Skip to content

Ministral 8B

Ministral 8B brings an interleaved sliding-window attention architecture to edge inference, delivering faster and more memory-efficient processing across its full context window of 128K tokens at $0.15 per million tokens.

Tool Use
index.ts
import { streamText } from 'ai'
const result = streamText({
model: 'mistral/ministral-8b',
prompt: 'Why is the sky blue?'
})

About Ministral 8B

Released October 1, 2024, Ministral 8B sits between the 3B and 14B models in Mistral AI's edge lineup. What sets Ministral 8B apart is its architecture: an interleaved sliding-window attention mechanism engineered for inference speed and memory efficiency.

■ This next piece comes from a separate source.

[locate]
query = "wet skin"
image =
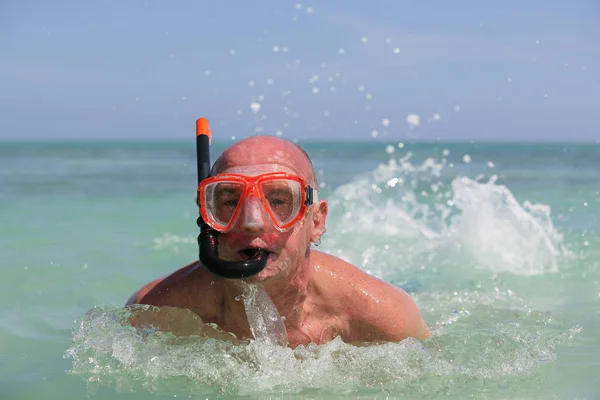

Standard full-attention transformers require every token to attend to every other token, scaling quadratically with sequence length. Sliding-window attention limits each token's attention span, cutting memory usage. The interleaved design alternates between full-attention and windowed layers, preserving the ability to reason over long-range dependencies while keeping the memory footprint practical.

Ministral 8B uses its full context window of 128K tokens and supports function calling, knowledge retrieval, and commonsense reasoning.

Ministral 8B carries dual licensing: the Mistral AI Commercial License for production and the Mistral AI Research License for non-commercial work. This offers more flexibility than the 3B variant.